Nonetheless, for Venezuela’s shrinking elites it’s a reprieve from years of scrounging across empty store shelves and driving past their favorite restaurants only to see they’d closed their doors.
A party-like street fair appeared one recent Sunday when a line of food trucks set up along a small park as the clouds cleared following a tropical downpour. Live music and glowing strings of lights drew a crowd, creating a feeling that life had returned to normal.
Luis Vicente Leon, president of Caracas-based polling firm Datanalisis, says the divide between Venezuela’s haves and have-nots is growing more stark as the crisis grinds on, with the primary fault line being access to U.S. dollars.
While the wealthy one-fifth have long thrived on savings in foreign banks and paychecks from international firms, an increasing number of Venezuelans depend on $4 billion sent annually in remittances from the over 4 million compatriots who’ve fled in recent years.
The return of a few comforts after years of scarcity underscores the limited effectiveness of sanctions in dislodging Maduro from power, said Leon. Protests led by Juan Guaidó, who is recognized as Venezuela’s rightful leader by the U.S. and more than 50 countries, have been fading in the capital, although turnout in the interior, where economic conditions are as desperate as ever, remains high.
“You are going to have a destroyed country and a bubble that manages to survive without the country’s real problems being solved,” Leon said.
The vast majority of Venezuelans live in deepening poverty, without help from abroad. Roughly 80% depend on government-subsidized food and earn a monthly minimum wage in bolivars equal to $3.50, which shrinks each day under inflation that topped 1 million percent last year, according to the International Monetary Fund.
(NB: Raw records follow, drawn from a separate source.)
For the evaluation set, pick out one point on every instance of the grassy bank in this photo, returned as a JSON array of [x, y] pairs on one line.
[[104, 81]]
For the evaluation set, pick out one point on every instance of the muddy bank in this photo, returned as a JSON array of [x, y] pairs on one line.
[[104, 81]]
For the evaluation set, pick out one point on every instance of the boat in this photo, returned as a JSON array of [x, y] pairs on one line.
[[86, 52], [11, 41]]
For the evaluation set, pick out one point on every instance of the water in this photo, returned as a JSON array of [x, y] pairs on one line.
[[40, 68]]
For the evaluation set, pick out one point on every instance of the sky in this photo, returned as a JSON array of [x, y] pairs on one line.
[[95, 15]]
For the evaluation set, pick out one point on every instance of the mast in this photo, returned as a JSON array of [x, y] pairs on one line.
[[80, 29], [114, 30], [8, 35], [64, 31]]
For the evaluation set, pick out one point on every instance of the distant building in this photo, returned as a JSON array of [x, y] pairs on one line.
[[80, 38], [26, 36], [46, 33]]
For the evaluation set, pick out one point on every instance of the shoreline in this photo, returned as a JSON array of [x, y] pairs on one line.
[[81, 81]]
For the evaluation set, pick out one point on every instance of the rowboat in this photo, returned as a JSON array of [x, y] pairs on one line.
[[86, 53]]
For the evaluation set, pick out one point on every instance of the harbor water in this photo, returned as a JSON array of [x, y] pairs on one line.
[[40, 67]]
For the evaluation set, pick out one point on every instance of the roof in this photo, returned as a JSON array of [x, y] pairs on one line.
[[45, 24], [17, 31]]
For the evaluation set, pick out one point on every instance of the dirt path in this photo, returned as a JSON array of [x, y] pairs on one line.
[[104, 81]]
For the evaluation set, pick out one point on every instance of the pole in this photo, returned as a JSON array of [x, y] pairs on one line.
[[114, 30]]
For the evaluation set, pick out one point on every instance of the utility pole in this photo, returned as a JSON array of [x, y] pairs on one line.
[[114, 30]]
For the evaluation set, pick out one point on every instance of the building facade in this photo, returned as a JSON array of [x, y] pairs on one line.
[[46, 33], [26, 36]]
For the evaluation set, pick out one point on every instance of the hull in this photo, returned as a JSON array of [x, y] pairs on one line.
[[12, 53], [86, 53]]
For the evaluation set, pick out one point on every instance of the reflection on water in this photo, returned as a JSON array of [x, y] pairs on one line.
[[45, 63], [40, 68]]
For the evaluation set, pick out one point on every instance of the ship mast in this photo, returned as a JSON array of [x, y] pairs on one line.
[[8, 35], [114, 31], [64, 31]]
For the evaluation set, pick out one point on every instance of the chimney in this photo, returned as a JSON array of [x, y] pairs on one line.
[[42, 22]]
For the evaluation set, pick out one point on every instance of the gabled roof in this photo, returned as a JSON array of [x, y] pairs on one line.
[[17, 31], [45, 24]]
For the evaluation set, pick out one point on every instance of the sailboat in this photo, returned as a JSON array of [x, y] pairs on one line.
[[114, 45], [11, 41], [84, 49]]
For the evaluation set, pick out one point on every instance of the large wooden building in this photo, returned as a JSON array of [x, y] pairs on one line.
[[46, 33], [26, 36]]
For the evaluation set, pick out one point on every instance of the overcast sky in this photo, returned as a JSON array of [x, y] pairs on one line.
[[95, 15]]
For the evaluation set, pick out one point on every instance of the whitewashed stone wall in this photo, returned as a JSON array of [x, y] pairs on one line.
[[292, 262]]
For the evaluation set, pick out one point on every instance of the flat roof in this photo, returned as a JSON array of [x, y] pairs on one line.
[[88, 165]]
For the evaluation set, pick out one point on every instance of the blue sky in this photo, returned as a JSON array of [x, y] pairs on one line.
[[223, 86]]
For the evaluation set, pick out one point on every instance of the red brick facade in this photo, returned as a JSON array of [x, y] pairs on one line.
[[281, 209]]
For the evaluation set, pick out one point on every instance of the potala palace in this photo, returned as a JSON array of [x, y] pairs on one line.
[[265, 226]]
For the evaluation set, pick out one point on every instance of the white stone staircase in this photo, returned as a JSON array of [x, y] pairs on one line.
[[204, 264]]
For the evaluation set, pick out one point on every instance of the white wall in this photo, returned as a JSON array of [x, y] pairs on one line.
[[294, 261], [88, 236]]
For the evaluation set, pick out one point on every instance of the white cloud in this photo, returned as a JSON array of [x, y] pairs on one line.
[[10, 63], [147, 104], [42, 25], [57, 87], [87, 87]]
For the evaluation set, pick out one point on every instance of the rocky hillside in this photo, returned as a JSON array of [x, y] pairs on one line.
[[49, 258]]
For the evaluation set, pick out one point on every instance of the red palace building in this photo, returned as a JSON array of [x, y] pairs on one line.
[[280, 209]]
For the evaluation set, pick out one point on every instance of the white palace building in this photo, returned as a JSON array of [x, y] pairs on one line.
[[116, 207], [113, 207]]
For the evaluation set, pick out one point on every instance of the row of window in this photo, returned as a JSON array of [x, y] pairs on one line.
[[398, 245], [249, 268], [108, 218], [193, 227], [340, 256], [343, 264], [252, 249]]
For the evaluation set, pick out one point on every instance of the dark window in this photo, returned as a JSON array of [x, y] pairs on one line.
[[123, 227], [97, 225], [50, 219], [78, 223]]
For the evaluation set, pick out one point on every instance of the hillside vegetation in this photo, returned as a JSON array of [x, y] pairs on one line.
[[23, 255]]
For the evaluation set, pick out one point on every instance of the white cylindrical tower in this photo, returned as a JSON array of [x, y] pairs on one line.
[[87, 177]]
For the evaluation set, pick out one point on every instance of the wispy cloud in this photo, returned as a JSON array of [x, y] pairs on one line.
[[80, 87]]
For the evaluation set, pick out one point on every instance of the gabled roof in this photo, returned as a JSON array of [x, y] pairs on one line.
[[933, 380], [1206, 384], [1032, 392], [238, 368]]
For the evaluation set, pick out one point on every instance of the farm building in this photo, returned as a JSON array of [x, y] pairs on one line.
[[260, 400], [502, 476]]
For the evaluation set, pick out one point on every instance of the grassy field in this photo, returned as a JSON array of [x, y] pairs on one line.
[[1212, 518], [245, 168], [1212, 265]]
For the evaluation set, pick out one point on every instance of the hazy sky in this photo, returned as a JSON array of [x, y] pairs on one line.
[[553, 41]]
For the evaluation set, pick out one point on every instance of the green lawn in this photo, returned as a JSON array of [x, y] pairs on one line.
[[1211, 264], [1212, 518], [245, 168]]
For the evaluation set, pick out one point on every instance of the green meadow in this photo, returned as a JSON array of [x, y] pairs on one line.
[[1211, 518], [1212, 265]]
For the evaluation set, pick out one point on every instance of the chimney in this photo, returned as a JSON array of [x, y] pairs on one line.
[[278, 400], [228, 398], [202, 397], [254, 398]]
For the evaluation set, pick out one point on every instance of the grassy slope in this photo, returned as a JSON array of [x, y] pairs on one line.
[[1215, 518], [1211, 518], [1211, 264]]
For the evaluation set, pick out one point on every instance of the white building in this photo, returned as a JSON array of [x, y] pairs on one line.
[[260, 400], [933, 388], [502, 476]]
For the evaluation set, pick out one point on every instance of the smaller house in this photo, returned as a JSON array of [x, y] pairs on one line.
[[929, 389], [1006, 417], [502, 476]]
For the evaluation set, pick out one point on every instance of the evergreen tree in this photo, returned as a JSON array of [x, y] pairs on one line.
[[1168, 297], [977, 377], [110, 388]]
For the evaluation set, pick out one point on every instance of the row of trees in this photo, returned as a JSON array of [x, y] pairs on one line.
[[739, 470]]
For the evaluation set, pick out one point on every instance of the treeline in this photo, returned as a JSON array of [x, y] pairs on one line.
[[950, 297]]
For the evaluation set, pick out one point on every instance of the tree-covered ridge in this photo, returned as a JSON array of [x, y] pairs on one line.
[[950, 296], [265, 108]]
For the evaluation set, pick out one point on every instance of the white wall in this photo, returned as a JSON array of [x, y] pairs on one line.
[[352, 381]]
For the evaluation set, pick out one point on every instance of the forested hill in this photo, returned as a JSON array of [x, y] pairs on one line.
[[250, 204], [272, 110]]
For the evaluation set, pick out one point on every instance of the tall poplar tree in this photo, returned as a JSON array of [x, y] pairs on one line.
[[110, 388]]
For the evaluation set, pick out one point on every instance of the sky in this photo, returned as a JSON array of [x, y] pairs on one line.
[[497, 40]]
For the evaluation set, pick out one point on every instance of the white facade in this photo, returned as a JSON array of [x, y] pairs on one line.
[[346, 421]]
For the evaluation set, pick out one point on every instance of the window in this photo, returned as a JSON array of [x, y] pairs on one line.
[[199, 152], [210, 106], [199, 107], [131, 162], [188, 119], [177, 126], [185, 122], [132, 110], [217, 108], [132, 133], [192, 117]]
The IMF estimates the economy has shrunk to its lowest level in seven decades and will fall another 35% this year.
That’s in a country that once ranked among Latin America’s most prosperous nations, producing wealth from the world’s largest crude reserves. Critics blame two decades of socialist rule for plummeting oil production and a crumbling nation.
Amid the otherwise bleak outlook, entrepreneurs are seizing on the chance to meet the demand of well-off consumers.
One of Caracas’ most exclusive import stores offers valet parking. Inside, personal assistants carry customers’ hand baskets from the moment they enter until they’re ready to pay. They can select from a wide variety of items such as watermelon-flavored beer and low sodium sea salt — all priced in dollars.
Other stores sell vape e-cigarettes, Neutrogena face wash and pods of Keurig Starbucks Caffe Verona — the sort of specialty items that had long been absent in Venezuela.
It’s not all high-priced luxury items. Even once-abundant staples that Venezuela no longer produces in sufficient quantities — like baking flour and cooking oil — are on offer, so even lower-income families sometimes scrape together enough to buy a few things.
Among those cashing in is Daisy Romero. Tired of watching sales slide at her clothing store, she recently converted the small storefront into a bodega supplied with packages of imported goods sent by her son in the U.S. Business is good, she said, adding that customers step into her store giddy with excitement.
“Wow, you have so many cereals that I haven’t seen in years,” she said, repeating a common reaction from customers. “How much is that? Give me one of those.”
Physician Jorge Hoegl wandered into a newly opened import store, finding snacks such as Haagen-Dazs ice cream, once common in Venezuela’s stores before the crisis took hold in the last five years.
While these stores sell some over-the-counter drugs, most people with long-term illnesses, such as diabetes, still struggle to find medicine. Hoegl for one doesn’t see these new businesses as an answer to Venezuela’s deeper troubles.
“All of a sudden, you see these stores and you might think that everything has somehow improved,” he said. “But this isn’t going to improve the situation. This is a chronic problem that will take a long time to fix.”